It's hard to see the problem with one feral cat in your backyard, admits Diane Sharpless, the co-founder of Cat's Peek Rescue, a volunteer organization working to reduce the number of feral cats in our area.
"People will see a cat in their yard, and they want to feed it. They have trouble understanding that these are wild animals," she said. Feeding a feral cat seems like an innocent thing to do, especially if there's only one cat or kitten in your yard.
Then the problems begin. When there's food readily available, more feral cats will begin to gather in the area. The cats quickly begin reproducing, which leads to even more feral cats in our region.
"They congregate in the person's yard, and because they're not spayed or neutered they will start to reproduce," she said. "It's leading to a big overpopulation in our area."
One primary goal of Cat's Peek is to Trap, Neuter and Release (TNR) as many feral cats as possible in our area, reducing the local cat population by preventing new litters of kittens. Cat's Peek also takes in abandoned and feral kittens and places them for adoption.
Taking these cats and kitten to a shelter is not an option, because area shelters are already overcrowded, she added. Feral cats that are not properly socialized and rehabilitated are very difficult to adopt.
"If you take a feral cat to a no-kill shelter, it's going to spend its entire life in a cage," said Sharpless. She encouraged area residents who know of feral cats or kittens to contact Cat's Peek at (570) 778-6886. Adult cats will by spayed or neutered before being released where they were found.
People tend to think of cats as domestic house pets, but this is because most inside cats have been spayed or neutered. Unaltered cats can develop bad habits, said Sharpless, including fighting and marking their territory. Unaltered cats can begin reproducing before they are a year old.
"Once you start feeding that cat, it is your responsibility," she said. "If you don't spay or neuter that cat, you're just contributing to the problem."
Financial assistance is available for those who want to spay and neuter feral cats. Cat's Peek is also applying for grant money to expand their TRN program to area farm and barn cats.
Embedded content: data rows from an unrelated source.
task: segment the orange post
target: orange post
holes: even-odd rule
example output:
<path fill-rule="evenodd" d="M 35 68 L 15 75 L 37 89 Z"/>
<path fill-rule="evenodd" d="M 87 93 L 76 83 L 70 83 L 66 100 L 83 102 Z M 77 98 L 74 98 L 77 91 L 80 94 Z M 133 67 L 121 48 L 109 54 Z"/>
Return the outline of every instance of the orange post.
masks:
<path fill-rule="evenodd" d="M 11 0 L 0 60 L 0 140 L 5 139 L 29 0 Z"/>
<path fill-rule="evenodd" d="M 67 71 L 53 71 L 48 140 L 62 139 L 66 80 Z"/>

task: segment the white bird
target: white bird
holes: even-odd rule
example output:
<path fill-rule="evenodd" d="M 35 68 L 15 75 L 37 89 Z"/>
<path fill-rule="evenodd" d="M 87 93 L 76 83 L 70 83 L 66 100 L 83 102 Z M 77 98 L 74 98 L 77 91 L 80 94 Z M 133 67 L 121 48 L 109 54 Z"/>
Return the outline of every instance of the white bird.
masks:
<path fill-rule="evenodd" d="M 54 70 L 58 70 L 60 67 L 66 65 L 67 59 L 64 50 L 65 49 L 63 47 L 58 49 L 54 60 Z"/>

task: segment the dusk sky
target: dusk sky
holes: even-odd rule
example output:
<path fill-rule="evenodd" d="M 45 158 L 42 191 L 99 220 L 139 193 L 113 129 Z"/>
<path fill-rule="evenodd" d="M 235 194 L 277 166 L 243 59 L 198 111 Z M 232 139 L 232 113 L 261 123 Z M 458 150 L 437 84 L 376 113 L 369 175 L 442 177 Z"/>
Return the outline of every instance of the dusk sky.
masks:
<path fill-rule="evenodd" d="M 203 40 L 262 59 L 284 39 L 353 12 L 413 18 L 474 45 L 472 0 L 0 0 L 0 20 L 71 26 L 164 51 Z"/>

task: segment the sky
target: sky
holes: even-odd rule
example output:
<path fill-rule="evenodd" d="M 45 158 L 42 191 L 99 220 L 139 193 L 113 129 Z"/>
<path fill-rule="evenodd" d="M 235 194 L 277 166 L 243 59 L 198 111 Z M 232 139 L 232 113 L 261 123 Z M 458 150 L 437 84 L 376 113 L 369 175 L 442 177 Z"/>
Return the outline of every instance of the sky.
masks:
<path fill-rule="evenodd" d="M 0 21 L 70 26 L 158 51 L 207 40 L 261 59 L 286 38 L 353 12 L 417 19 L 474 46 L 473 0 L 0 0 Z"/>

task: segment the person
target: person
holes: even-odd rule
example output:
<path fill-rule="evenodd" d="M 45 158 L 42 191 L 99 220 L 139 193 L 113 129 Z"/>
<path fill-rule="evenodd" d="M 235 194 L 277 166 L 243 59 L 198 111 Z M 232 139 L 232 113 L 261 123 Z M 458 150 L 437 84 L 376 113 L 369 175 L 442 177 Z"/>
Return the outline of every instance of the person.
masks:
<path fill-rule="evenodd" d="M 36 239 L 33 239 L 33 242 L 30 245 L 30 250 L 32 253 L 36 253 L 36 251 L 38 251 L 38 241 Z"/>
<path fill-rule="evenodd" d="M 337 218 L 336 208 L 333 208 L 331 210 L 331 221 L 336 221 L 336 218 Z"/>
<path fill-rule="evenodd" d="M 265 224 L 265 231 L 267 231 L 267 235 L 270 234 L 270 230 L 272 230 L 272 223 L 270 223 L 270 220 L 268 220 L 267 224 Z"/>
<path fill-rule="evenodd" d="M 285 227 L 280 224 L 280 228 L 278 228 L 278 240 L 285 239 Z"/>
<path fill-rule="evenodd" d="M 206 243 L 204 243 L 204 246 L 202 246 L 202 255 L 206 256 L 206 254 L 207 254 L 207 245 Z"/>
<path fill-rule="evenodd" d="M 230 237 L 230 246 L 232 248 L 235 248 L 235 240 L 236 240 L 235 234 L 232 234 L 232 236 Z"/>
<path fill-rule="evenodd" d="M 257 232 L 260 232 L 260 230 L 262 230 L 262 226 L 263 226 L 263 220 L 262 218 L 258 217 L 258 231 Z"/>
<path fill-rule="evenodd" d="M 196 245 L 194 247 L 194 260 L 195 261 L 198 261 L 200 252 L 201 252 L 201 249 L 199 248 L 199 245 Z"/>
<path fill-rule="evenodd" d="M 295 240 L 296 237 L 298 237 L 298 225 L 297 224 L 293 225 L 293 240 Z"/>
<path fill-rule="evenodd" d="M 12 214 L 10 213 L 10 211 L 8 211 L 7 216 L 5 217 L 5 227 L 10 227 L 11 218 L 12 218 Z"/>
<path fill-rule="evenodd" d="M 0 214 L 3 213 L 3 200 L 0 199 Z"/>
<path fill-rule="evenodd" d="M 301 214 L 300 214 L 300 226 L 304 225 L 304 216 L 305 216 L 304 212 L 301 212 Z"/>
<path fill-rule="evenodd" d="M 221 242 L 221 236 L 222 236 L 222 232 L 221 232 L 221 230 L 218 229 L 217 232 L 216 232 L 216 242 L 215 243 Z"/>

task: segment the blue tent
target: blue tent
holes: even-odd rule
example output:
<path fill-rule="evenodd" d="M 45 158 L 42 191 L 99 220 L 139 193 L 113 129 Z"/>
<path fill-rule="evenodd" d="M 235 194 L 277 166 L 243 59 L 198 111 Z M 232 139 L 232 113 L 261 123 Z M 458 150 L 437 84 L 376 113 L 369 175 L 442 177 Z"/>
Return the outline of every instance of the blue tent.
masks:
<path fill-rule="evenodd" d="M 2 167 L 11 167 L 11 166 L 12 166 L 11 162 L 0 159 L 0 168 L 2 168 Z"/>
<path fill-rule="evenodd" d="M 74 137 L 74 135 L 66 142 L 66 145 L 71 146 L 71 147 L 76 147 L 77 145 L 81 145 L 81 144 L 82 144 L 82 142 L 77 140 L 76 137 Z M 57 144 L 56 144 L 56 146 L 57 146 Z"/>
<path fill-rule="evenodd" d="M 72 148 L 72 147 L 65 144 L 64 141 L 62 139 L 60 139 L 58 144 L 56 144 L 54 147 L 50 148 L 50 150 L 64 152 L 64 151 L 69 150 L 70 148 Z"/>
Sharpless used the organization's TNR program in Coaldale as an example of the problem our area faces. While Cat's Peek has been actively trapping and neutering cats in Coaldale for two years, residents are still reporting new litters of kittens each mating season. The effort to control our region's feral cat population is never-ending, and depends largely on the knowledge and cooperation of area residents.